Summer is meant to be a time when we step away from the isolation of library study sessions and go out into the world with the people we care about. Long days at the beach, giggling in movie theaters when it rains, game nights, parties, the list goes on.
But what about when summer isn't social? What happens when the idea of going to a party, even filled mostly with people you know, freezes you into a panic? What if an hour into the trip to the beach, you get hit with the crippling desire to go home and curl up in bed?
Summer is when social anxiety can hit its most intense, and it can be hard. As much as you want to see the people you don't get to see when the school year is in session, sometimes the idea of leaving your house is just too much to handle.

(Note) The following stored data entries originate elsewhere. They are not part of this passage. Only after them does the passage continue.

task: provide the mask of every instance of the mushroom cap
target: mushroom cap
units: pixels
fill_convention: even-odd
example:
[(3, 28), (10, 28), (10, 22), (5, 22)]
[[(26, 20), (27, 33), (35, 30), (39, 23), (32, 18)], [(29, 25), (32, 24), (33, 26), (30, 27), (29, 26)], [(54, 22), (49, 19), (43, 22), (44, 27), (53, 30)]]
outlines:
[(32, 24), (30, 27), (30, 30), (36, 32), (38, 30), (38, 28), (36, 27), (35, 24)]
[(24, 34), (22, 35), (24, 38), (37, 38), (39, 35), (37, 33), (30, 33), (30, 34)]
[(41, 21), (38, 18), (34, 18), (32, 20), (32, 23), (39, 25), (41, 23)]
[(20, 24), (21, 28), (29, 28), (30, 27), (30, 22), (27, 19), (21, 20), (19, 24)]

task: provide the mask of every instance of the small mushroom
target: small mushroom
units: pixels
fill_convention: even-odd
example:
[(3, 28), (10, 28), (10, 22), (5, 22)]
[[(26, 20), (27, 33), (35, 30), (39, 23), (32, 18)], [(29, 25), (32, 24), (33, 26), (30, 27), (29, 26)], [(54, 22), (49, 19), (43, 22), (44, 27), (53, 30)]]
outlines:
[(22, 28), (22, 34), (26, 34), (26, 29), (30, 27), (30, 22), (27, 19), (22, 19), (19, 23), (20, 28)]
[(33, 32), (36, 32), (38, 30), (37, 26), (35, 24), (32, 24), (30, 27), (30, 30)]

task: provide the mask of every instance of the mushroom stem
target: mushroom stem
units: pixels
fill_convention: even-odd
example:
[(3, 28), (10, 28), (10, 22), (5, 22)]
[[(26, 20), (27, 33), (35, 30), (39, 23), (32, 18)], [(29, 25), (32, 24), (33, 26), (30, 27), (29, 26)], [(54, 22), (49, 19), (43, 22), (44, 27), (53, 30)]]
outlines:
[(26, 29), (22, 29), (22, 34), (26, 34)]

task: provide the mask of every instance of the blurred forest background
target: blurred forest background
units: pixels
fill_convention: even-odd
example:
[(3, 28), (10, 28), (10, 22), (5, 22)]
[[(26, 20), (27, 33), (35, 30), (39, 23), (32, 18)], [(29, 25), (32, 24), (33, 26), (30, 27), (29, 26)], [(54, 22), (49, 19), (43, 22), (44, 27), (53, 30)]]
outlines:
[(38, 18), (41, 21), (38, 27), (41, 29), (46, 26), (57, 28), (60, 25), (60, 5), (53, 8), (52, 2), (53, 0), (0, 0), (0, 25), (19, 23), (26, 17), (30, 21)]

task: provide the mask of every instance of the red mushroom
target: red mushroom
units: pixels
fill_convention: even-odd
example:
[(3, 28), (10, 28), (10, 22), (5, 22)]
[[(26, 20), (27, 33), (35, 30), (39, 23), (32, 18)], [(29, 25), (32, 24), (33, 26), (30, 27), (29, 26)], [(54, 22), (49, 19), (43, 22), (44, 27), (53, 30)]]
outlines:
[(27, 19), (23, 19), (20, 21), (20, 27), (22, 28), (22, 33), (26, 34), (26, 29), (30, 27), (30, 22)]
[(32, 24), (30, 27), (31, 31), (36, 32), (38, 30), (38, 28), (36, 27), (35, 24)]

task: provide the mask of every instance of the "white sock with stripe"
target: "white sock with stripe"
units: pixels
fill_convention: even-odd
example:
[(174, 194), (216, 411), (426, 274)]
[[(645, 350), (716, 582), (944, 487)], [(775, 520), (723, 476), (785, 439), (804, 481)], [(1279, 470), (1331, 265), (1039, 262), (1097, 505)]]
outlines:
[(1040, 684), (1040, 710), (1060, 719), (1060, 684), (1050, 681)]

Or maybe you used up all of your social energy the day before and now have to try and tough through more plans.
There's an idea that's heavily focused in our society that summer needs to be a time of great adventure. When you need to be doing something at all hours every day so that you'll have stories to tell when summer is over and you go back to the more mundane world that is the fall. And if you don't have stories of staying at the beach until you got kicked off, or riding every roller coaster at Great Adventure, there's this assumption that you wasted your summer, that you should have been doing more.
But for people with social anxiety, summer means staring at your phone and hoping plans get canceled because you don't want to have a panic attack in public, or having your friends tease you because they haven't seen you in a week. They call you a hermit and try to drag you out of your house. They mean well, but you spend the whole time wishing you hadn't left.

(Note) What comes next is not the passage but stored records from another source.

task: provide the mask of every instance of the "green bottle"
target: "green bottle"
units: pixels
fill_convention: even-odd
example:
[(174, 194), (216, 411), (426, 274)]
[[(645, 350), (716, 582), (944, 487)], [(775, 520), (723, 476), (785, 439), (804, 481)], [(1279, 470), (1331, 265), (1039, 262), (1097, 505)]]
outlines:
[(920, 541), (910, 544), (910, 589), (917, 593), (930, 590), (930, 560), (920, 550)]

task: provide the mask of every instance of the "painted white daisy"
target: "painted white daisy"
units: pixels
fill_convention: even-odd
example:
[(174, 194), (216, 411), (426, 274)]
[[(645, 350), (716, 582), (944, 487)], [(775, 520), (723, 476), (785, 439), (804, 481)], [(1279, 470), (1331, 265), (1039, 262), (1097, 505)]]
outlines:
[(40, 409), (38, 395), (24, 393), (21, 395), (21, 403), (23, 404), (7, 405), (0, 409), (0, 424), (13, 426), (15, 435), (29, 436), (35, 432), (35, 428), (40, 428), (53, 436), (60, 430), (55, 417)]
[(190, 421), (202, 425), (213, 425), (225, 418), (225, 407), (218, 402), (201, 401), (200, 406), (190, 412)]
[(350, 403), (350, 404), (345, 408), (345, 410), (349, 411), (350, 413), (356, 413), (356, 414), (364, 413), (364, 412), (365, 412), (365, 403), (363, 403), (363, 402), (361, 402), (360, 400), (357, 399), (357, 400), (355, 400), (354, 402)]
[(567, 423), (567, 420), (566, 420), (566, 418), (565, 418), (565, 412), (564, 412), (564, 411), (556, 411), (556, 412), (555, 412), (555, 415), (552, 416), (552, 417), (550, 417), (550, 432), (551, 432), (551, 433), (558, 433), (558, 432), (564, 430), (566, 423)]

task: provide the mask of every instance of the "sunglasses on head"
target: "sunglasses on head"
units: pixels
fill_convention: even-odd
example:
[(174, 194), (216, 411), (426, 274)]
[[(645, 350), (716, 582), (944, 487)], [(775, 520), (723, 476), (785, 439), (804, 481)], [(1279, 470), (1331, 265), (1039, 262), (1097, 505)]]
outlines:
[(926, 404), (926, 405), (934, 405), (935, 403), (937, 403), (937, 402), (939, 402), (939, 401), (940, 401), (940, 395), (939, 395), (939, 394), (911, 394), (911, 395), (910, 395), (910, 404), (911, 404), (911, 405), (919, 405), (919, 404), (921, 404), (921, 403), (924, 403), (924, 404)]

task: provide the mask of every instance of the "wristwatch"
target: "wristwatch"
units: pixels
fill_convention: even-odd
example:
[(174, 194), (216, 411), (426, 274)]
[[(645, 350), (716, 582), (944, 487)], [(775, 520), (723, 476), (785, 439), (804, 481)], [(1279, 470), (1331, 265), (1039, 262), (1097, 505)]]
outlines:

It can be hard, isolating, and sad. When you're the friend with social anxiety, watching your friends all have fun while you sit at home alone becomes the bittersweet norm. You may want to be out there with them making all of those fun summertime memories, but doing so could also spell disaster. So you sit back and let them have their fun and wish things could be different for you.
It's not for lack of trying. You go out when you feel like you can handle it. Sometimes, you do end up having fun and those moments make everything worthwhile. But sometimes it all bubbles up and you explode into a complete meltdown, which leaves you feeling bad for the people around you.
If you feel like this, confide in your friends. Explain to them why you don't go out as much as you would like. If they understand you, they can try their best to help you overcome the anxiety keeping you down.
Caring about someone with social anxiety over the summer can be hard too. It's difficult to watch your friend completely shut themselves away for fear of having a panic attack in public. Unfortunately, there's only so many ways you can help a person with social anxiety. Don't stop inviting them places, but don't get upset or offended if they say no. It's not because of you, or because they don't want to go. If you can be as understanding as possible and ask your friend how they can help, they would appreciate it more than they can say.
Don't be worried if your summer isn't social. Your mental health is more important than the idea that you need to live an epic adventure. Do your best. Try not to say no. Keep your head up. You've got this.